Interesting enough, this was not a problem in Access 97 ODBC driver. The problem started when Microsoft introduced Access 2000. We reported this to Microsoft (case SRX000121600742) and it took months for them to acknowledge the problem...then it took more months for them to say they would fix it (we had to make a "business case" for them)...then it took months for them to make a patch...then it took months to get permission to distribute the patch. And they promised that in the next major release of Access they would fix it for real. When Access 2003 came out, it was not fixed and when we asked why, they replied it was too hard to fix.

This whole problem only manifests itself with Visual CE forms that have an edit control connected to date/time columns where the control only shows the time part.

More information: Access uses 12/30/1899 as the "no date" date. If you go into Access and type in the data/time of "12/30/1899 7:34", Access will "hide" the date part and just show the time (7:34).

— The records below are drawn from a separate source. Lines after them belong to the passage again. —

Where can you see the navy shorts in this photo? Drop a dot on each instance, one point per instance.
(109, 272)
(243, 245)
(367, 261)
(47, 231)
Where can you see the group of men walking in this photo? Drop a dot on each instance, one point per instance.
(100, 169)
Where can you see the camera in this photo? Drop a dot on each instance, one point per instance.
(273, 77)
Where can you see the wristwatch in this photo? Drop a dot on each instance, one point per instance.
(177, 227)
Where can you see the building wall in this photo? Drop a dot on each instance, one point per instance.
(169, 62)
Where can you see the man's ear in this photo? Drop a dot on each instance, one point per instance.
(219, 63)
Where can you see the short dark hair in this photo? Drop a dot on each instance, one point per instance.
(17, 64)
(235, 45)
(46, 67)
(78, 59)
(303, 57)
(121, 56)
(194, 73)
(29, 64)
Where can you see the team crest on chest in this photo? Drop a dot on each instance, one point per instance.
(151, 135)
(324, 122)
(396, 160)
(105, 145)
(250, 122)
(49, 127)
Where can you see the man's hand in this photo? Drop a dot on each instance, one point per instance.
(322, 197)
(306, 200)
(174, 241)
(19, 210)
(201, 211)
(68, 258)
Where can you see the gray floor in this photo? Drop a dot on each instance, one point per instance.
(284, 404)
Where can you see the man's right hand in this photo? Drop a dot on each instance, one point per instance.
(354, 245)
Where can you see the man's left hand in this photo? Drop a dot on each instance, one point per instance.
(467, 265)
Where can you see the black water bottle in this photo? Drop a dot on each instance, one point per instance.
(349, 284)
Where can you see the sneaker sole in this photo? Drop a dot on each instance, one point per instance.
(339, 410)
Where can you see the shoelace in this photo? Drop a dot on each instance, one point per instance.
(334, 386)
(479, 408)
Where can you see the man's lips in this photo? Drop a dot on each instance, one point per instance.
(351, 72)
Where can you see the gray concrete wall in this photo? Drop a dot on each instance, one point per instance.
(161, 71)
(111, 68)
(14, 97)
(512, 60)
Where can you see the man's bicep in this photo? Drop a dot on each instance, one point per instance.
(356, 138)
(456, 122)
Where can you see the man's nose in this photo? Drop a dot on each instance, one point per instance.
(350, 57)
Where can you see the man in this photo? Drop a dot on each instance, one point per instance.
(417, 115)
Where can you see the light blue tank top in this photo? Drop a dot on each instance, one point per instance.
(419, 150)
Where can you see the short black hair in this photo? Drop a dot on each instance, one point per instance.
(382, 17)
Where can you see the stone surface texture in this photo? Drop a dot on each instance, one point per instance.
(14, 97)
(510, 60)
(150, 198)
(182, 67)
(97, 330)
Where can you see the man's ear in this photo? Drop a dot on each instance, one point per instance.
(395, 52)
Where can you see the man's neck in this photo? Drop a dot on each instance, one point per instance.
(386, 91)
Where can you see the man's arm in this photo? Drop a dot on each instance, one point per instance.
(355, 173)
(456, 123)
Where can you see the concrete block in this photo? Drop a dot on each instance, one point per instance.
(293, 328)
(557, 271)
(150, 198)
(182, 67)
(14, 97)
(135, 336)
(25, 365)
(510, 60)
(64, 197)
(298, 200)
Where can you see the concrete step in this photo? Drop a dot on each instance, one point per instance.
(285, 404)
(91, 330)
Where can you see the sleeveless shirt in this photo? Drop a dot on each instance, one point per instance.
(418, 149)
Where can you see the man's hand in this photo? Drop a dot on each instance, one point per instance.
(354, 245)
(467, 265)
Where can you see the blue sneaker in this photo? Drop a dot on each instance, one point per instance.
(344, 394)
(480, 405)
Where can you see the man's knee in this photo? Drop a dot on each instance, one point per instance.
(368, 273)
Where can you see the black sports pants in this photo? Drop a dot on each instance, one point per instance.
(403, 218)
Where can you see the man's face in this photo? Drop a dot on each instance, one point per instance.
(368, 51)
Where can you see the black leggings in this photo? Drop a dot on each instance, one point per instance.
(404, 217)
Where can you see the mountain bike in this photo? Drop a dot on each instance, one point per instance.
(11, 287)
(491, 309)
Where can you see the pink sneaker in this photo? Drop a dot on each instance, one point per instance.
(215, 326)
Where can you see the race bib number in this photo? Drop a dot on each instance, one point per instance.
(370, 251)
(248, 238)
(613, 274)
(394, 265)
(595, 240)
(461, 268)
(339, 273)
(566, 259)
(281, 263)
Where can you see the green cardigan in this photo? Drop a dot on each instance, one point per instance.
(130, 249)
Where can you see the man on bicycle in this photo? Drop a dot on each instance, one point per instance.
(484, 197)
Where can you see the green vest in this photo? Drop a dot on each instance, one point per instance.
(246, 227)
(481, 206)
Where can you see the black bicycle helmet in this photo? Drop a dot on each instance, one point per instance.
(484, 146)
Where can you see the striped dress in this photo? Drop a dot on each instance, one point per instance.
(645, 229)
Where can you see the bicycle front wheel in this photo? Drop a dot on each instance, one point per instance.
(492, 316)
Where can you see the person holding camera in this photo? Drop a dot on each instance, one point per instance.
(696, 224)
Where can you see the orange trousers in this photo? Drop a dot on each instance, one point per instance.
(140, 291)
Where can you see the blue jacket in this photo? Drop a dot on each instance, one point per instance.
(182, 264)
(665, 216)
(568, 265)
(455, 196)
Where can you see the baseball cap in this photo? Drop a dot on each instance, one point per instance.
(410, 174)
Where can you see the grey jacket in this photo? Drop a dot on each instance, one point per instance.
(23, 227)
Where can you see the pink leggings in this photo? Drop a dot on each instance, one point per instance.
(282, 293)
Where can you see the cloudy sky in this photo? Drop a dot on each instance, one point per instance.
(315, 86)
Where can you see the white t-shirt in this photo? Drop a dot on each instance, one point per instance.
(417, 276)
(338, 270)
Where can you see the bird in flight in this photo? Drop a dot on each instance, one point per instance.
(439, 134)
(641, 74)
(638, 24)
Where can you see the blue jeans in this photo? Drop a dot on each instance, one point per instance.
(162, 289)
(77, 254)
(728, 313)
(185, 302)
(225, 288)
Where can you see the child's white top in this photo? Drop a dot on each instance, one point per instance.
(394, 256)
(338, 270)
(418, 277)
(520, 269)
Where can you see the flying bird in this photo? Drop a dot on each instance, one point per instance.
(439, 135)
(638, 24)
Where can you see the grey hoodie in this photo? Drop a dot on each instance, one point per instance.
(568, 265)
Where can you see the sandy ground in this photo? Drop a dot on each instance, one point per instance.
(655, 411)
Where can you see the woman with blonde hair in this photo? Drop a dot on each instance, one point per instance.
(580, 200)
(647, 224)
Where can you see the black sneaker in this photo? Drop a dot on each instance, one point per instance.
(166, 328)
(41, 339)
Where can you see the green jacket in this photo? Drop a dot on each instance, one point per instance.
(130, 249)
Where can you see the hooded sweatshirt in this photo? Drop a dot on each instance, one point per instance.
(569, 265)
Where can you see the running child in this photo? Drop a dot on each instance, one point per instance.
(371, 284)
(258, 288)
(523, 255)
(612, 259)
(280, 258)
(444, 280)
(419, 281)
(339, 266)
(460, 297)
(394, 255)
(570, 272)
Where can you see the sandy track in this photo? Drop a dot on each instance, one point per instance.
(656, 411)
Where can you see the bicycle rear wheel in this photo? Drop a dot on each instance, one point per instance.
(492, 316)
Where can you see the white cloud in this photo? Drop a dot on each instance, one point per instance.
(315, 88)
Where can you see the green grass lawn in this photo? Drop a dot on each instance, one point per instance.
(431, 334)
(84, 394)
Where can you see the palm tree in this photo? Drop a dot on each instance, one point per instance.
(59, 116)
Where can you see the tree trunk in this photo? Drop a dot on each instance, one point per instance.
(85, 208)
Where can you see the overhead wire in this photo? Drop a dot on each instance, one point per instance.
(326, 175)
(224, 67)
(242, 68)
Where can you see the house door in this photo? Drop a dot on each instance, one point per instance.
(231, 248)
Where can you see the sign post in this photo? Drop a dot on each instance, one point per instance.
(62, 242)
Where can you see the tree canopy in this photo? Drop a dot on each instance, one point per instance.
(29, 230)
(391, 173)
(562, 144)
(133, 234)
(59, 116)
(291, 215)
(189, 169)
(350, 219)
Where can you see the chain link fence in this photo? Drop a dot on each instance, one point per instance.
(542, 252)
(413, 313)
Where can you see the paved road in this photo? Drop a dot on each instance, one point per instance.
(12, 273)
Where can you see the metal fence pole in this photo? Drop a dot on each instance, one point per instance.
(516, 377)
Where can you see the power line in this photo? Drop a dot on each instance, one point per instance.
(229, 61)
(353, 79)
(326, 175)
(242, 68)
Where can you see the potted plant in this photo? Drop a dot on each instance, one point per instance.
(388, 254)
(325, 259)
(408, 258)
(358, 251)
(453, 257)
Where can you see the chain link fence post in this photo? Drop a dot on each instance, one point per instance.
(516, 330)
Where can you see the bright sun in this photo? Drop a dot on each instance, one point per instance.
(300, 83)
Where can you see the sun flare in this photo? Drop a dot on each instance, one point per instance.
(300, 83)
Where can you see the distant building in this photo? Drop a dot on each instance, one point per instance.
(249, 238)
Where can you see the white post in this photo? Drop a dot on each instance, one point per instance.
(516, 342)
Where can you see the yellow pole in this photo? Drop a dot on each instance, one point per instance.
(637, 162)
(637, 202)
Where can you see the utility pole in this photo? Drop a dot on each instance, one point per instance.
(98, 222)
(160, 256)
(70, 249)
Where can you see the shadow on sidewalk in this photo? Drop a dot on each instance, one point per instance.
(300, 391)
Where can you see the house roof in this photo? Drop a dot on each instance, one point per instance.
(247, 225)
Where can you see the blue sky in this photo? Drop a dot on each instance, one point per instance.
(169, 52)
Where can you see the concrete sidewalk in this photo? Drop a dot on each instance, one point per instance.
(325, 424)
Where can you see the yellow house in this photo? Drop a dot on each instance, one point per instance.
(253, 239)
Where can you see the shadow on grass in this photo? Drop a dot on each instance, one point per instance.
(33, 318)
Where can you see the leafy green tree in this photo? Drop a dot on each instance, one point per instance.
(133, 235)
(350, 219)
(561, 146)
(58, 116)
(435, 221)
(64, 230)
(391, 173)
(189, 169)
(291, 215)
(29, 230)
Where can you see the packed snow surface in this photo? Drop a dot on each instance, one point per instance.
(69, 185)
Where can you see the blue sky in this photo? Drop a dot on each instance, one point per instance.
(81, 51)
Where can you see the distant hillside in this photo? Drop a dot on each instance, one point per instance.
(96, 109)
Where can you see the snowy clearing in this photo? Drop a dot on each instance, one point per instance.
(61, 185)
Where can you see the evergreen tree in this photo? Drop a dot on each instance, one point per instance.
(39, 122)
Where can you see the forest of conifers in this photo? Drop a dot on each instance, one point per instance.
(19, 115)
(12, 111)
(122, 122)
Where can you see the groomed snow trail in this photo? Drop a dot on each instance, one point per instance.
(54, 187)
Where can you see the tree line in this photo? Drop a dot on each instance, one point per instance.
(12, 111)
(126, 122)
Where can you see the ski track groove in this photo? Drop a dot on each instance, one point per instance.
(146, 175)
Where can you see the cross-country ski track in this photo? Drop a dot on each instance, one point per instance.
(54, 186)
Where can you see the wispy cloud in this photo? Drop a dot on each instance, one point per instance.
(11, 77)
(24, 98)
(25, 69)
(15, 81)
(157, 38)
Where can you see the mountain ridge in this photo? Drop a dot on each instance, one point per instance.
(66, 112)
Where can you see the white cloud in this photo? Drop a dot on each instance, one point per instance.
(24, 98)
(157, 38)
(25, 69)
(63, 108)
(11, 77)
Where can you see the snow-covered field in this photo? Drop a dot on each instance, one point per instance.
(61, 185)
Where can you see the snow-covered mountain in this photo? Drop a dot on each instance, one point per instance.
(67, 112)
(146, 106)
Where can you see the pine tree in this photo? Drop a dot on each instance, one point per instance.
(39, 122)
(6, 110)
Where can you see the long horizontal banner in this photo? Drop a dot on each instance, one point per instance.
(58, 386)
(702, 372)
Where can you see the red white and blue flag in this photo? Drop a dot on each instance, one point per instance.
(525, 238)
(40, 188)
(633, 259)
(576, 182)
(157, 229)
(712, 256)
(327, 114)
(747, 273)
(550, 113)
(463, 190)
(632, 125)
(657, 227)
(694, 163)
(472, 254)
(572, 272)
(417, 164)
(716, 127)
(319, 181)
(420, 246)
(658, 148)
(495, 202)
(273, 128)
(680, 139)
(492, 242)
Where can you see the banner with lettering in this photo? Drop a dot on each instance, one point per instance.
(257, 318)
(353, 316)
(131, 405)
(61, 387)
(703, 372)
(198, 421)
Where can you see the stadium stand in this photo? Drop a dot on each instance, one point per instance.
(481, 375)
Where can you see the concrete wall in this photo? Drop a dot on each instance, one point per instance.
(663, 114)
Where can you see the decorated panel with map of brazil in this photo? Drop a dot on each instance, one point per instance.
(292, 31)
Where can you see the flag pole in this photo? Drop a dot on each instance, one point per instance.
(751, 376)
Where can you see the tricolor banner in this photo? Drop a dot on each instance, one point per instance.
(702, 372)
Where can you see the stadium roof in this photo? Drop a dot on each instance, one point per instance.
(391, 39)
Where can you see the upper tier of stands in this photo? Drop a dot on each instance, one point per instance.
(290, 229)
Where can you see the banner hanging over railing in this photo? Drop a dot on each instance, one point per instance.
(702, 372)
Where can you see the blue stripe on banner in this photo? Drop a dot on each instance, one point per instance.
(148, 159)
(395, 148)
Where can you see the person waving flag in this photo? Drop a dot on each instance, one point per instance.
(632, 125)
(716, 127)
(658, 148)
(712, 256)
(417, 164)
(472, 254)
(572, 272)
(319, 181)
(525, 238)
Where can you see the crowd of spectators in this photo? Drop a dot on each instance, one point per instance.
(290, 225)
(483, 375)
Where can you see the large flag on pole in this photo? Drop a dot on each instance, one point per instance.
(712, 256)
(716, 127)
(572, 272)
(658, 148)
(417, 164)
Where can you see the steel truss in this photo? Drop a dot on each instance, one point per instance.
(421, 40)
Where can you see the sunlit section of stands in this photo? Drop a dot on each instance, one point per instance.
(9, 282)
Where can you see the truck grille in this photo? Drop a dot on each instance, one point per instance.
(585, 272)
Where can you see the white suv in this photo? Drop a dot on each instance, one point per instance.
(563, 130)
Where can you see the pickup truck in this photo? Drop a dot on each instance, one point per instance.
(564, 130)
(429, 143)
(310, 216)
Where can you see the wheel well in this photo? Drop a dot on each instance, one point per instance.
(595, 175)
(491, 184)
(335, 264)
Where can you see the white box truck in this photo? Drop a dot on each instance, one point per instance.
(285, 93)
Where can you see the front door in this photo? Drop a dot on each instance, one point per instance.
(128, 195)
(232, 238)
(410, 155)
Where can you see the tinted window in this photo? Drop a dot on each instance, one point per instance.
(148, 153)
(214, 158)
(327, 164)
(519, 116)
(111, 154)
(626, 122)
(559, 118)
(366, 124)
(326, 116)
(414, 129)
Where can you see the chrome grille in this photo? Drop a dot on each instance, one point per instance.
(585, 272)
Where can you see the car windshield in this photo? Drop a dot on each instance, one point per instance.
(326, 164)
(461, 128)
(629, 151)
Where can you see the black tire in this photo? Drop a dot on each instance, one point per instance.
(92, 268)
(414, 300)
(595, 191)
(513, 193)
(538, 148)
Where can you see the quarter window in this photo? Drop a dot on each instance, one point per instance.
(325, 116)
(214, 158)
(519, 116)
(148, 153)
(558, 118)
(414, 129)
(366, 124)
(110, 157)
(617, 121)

So, we could get around the problem by using 12/30/1899 instead of 1/1/1601. But we can't just start using 12/30/1899. We have many, many users that already have tables full of 1/1/1601's. If we just started using 12/30/1899, and the user compared the old time to the new time, it would be almost 300 years off.

So, there are two "official" solutions to this problem:

  1. Don't use time-only edit controls
  2. Put in the patch (in question V3-j on http://www.syware.com/faq).

There is one "unofficial" solution also: There is a file called WCEODBC.INI in the windows folder of your desktop machine. Using a text editor (such as notepad), change

     [VICESYNC]

to

     [VICESYNC]
     ConvertAccessNullDates=1

When you make this change to the INI file, every time our synchronizer reads a 12/30/1899 date from the desktop, it will convert it to 1/1/1601; and everytime our synchronizer tries to write a 1/1/1601 date to the desktop, it will write 12/30/1899 instead. This has been tested and it works reliably, but it has the 300 year comparison problem mentioned above (which is not an issue if your database is empty at the time you make the above change to the WCEODBC.INI file).